Overseas companies and SMEs have found it hard to get in front of the regional and local organisations that might have used the emergency to kick-start the transformation agenda; and now it is far from clear that there will be funding for a “second wave” of innovation to address it.
The Tech4CV19 initiative was launched in response to the challenges that smaller health tech companies have faced in helping services to respond to the coronavirus emergency.
Tech4CV19 is a WhatsApp group that became a Slack-community looking to make it easier for chief information officers to find out what members have to offer; and to help start-ups and scale-ups to respond to any opportunities that are around.
Chaudhury has been involved alongside fellow Highland Marketing advisory board members Nicola Haywood-Alexander and James Norman. As the NHS starts to ‘reset’ on the other side of the first wave of the pandemic, he wants to see Tech4CV19 find its own commercial model so it can become a permanent and sustainable part of the health tech landscape as a community interest company.
In the end, he argued at the advisory board meeting, which came to much the same conclusion, overseas and smaller players cannot expect national bodies or networks that sit outside the NHS’ normal business structures to help them.
“They typically can’t buy anything” and they can’t instruct regional or local organisations to buy anything. They can’t even stop them re-piloting things that other areas have bought. What companies need is to be able to get together with the individuals who want what they have to offer, are mature enough to deploy it, and can shake out the funding.
Chaudhury has many other interests. He is an honorary researcher at Imperial College London, is a committee member of the PM Society, writes for pharma and health tech publications and runs regular online health tech socials.

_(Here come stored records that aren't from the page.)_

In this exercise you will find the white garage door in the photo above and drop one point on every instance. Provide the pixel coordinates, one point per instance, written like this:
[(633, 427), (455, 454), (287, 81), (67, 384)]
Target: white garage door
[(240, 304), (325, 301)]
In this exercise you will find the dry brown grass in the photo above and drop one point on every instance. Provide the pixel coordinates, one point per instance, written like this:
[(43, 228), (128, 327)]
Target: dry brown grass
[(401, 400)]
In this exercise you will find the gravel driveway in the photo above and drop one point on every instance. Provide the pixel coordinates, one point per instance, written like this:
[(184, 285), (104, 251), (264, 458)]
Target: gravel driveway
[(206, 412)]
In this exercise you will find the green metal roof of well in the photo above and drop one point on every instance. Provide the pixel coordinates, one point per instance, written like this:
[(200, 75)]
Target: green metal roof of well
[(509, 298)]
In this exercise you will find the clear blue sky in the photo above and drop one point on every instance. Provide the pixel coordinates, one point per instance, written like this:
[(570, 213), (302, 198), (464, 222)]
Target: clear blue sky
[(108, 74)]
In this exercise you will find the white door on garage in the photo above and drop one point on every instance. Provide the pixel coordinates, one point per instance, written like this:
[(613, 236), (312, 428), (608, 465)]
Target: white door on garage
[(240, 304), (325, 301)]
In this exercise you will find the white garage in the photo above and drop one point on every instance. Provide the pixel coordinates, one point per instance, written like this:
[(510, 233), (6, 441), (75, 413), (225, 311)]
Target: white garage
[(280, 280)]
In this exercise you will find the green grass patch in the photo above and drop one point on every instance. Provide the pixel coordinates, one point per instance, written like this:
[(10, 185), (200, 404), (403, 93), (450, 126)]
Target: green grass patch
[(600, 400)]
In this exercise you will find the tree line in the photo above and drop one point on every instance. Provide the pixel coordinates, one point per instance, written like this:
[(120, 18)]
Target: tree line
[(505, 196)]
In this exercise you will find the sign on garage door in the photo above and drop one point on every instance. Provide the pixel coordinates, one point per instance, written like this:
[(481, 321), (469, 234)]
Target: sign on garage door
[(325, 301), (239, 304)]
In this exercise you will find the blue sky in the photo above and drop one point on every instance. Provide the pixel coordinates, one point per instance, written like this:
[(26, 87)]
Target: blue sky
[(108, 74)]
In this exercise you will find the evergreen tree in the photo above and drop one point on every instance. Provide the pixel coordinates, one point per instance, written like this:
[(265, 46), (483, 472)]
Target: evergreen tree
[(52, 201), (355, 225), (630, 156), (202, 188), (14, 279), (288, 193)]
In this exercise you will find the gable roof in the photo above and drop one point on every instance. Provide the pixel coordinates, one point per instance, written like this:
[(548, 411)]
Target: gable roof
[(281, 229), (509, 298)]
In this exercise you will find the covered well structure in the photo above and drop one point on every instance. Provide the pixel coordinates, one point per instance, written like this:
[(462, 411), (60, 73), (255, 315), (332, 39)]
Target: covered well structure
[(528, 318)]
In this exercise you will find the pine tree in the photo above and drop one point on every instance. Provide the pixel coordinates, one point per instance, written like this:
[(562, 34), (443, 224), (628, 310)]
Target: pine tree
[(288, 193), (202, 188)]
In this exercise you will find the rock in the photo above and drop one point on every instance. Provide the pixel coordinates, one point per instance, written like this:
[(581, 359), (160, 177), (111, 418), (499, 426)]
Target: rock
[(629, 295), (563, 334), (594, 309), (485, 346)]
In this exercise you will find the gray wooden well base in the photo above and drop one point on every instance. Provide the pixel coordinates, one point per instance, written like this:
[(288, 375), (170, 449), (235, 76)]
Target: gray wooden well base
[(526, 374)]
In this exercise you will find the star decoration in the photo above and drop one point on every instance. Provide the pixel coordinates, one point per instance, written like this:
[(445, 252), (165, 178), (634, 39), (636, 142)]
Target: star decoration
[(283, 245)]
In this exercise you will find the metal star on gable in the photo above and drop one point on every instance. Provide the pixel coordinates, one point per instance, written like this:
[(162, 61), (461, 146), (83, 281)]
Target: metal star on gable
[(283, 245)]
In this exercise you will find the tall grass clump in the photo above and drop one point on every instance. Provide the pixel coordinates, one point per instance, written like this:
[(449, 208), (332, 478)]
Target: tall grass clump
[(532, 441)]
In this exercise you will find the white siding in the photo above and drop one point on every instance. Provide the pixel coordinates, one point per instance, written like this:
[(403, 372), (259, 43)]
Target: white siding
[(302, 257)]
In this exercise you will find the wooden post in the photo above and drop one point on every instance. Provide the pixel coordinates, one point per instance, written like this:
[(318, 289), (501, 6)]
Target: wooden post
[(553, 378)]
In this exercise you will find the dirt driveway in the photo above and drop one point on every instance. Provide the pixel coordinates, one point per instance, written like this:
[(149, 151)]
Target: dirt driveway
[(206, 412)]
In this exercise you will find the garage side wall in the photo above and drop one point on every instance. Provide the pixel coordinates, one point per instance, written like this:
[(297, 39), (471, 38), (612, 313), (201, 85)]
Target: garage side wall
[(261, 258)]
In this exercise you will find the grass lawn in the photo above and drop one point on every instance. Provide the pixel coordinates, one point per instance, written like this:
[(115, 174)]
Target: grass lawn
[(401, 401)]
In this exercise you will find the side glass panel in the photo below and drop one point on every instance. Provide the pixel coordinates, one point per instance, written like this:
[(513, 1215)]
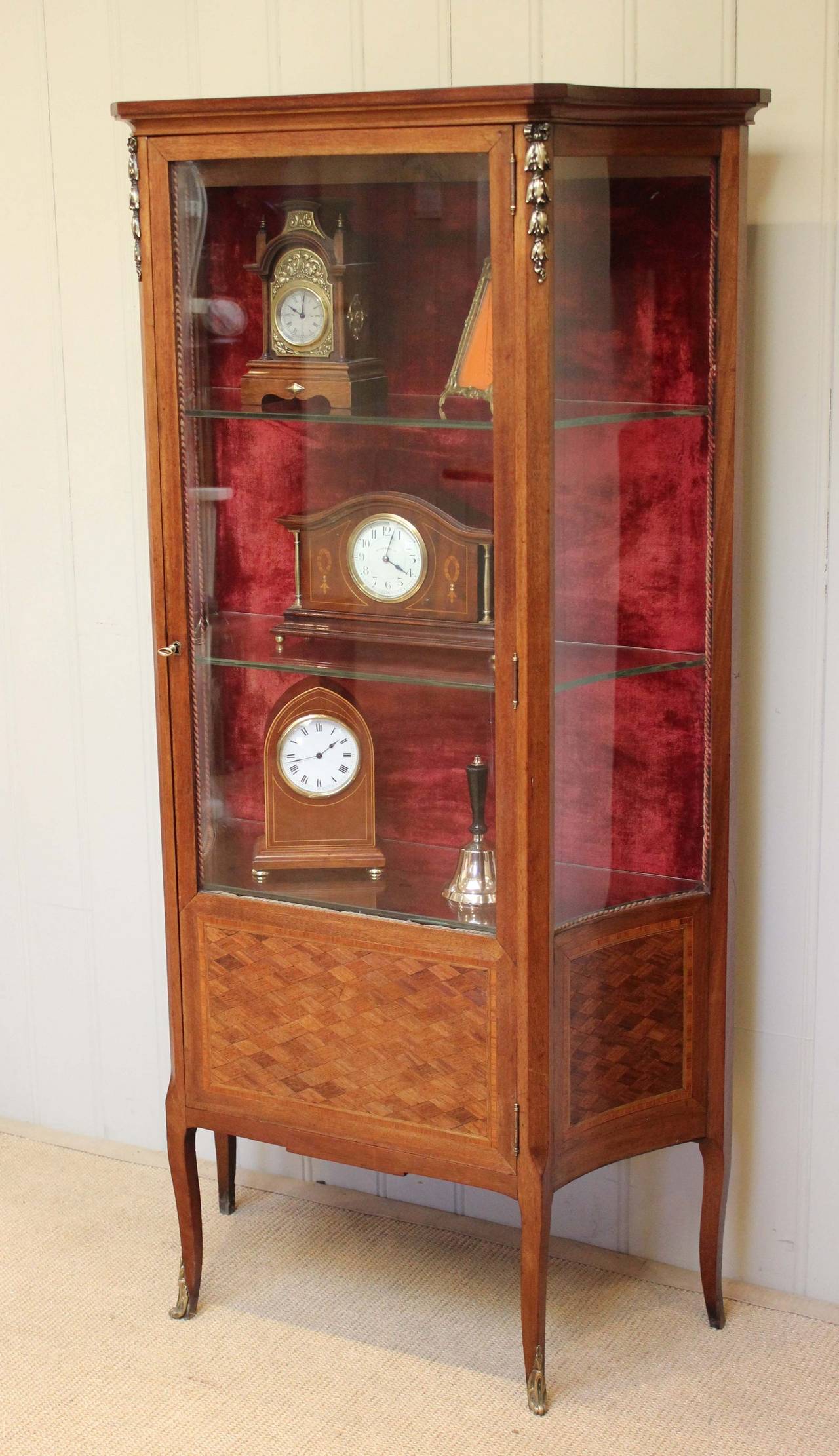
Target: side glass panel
[(633, 265), (337, 421)]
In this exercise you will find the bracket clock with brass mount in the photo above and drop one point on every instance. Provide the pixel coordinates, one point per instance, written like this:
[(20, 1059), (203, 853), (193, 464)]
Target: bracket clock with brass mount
[(317, 307)]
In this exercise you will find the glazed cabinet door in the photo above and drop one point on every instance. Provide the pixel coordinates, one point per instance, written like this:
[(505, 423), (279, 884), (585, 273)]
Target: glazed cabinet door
[(331, 337)]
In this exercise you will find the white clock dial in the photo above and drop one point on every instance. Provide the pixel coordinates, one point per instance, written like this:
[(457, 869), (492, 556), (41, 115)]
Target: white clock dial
[(300, 318), (318, 756), (387, 558)]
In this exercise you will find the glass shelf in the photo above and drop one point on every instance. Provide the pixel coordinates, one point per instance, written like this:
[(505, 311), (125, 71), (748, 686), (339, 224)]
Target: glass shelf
[(243, 640), (420, 412), (411, 887)]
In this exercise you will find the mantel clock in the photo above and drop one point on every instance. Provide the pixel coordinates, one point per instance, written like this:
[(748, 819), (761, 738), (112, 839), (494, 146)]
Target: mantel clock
[(525, 580), (317, 303), (392, 567)]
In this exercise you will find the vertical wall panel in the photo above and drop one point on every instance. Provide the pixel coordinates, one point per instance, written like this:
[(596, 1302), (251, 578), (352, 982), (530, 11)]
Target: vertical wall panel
[(490, 43), (583, 44), (317, 47), (35, 538), (401, 45), (156, 44), (233, 48)]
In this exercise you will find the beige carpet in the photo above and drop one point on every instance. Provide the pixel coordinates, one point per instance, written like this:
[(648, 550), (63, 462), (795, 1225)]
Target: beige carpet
[(326, 1331)]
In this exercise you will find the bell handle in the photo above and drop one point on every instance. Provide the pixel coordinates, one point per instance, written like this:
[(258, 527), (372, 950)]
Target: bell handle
[(478, 776)]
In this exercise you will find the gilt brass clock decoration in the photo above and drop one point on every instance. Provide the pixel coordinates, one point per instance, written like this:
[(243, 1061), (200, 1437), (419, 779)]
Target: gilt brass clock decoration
[(394, 568), (315, 316), (473, 369), (319, 785)]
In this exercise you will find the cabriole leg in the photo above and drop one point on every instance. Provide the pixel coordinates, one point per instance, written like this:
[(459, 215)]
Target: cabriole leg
[(535, 1203), (226, 1170), (181, 1143), (714, 1193)]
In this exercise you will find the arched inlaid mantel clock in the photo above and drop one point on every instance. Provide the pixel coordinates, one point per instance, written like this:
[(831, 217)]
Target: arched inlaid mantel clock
[(364, 598)]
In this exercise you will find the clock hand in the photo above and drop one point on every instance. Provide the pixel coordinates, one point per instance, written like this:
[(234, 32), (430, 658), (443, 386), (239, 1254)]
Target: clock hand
[(319, 755)]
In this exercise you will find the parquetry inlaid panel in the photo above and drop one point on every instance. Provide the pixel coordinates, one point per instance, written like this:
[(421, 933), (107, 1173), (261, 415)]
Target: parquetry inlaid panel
[(628, 1018), (347, 1027)]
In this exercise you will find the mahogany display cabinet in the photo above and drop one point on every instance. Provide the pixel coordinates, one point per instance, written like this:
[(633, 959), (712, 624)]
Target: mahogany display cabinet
[(442, 434)]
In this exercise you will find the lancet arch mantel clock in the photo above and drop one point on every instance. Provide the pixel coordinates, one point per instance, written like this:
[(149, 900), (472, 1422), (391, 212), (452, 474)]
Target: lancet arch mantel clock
[(567, 1006)]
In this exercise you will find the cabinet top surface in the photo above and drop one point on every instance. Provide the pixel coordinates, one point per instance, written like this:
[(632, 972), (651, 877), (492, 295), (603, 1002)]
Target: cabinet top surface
[(545, 101)]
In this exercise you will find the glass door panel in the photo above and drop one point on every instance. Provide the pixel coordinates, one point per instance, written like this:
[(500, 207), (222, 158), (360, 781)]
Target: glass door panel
[(338, 510), (634, 351)]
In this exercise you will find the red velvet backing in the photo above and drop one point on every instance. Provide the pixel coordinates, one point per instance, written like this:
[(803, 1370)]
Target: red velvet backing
[(631, 265)]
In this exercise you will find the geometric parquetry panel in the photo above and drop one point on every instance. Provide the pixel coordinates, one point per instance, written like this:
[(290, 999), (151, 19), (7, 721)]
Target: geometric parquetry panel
[(630, 1018), (347, 1027)]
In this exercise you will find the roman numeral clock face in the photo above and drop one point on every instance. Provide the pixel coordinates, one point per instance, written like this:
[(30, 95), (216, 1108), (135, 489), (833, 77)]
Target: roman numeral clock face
[(318, 756)]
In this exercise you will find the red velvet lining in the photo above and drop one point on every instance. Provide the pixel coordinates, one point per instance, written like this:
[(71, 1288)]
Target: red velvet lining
[(631, 277), (630, 773), (630, 545), (631, 499)]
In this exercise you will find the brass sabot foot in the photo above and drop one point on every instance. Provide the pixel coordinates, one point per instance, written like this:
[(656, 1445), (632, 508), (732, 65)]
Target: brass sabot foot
[(536, 1388), (181, 1307)]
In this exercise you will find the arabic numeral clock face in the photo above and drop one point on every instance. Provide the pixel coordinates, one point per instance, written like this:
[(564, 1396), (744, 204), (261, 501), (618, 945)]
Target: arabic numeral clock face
[(387, 558), (318, 756), (300, 316)]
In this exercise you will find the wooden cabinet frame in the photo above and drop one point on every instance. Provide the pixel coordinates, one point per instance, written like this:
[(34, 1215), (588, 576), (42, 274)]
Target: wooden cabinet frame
[(534, 1132)]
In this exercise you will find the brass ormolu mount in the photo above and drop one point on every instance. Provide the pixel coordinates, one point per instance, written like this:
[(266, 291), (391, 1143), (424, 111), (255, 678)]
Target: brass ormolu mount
[(474, 883)]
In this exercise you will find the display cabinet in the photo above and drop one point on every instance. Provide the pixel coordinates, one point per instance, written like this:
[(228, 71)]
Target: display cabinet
[(440, 399)]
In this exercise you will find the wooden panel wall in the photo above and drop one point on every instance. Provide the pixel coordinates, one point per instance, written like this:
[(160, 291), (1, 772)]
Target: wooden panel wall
[(83, 1041)]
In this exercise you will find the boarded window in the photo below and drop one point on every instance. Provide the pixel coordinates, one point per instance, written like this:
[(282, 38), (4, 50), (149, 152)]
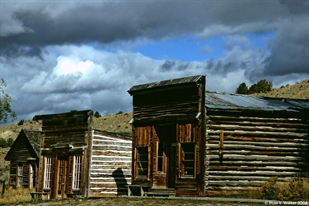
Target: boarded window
[(77, 166), (31, 176), (188, 160), (20, 175), (142, 161), (47, 172)]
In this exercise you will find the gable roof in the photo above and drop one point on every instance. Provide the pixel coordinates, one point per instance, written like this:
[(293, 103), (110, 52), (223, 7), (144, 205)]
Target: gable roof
[(227, 101), (30, 137), (166, 83), (65, 119)]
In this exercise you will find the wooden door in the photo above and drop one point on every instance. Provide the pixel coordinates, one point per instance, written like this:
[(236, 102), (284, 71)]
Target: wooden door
[(62, 177), (164, 156)]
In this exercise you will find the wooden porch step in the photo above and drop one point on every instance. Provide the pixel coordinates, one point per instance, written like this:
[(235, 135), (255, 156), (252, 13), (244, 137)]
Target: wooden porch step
[(161, 192)]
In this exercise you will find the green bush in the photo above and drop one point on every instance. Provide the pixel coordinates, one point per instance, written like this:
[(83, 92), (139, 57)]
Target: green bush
[(3, 143)]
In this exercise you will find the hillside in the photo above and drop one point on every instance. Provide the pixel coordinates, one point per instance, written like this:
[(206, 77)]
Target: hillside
[(120, 121), (299, 90)]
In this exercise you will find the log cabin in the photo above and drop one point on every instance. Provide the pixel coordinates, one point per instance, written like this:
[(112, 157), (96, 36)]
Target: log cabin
[(187, 141), (77, 159), (24, 157)]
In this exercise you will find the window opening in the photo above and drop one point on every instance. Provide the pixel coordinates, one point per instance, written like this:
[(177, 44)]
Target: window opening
[(77, 172), (20, 175), (142, 161), (47, 173), (188, 160), (31, 176), (160, 156)]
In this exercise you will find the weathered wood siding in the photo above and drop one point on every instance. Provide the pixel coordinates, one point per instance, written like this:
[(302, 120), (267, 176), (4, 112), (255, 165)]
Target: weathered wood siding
[(244, 149), (111, 159), (64, 135)]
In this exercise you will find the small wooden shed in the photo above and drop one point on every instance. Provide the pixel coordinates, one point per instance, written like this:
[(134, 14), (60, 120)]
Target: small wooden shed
[(169, 137), (24, 159), (250, 139), (76, 159), (189, 142)]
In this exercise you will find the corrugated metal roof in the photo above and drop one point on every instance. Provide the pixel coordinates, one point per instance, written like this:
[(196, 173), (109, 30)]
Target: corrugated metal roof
[(235, 101), (165, 83)]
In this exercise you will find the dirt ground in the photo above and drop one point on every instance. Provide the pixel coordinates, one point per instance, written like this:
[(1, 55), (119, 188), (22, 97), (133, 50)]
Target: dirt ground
[(132, 201)]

A significant amount of his time at the moment is being taken up by a charity, Kit4Carers, that is looking to raise £100,000 to get safe, reliable personal protective equipment to community carers in the UK and developing nations.
“In some places, people have to risk their lives to care for others, so we want to get PPE to South India, Bangladesh and other places in need,” he says, explaining his passion for the project. “We want to make sure that everybody who needs it can get reliable access to PPE.”
What links all these interests, and his varied and evolving career, is an interest in “bringing people together” to make things happen. “I am a front man,” he says, before explaining this in hunting terms. “It’s like going into the woods hitting the ground with a stick to get the birds to fly, so others can bag them.”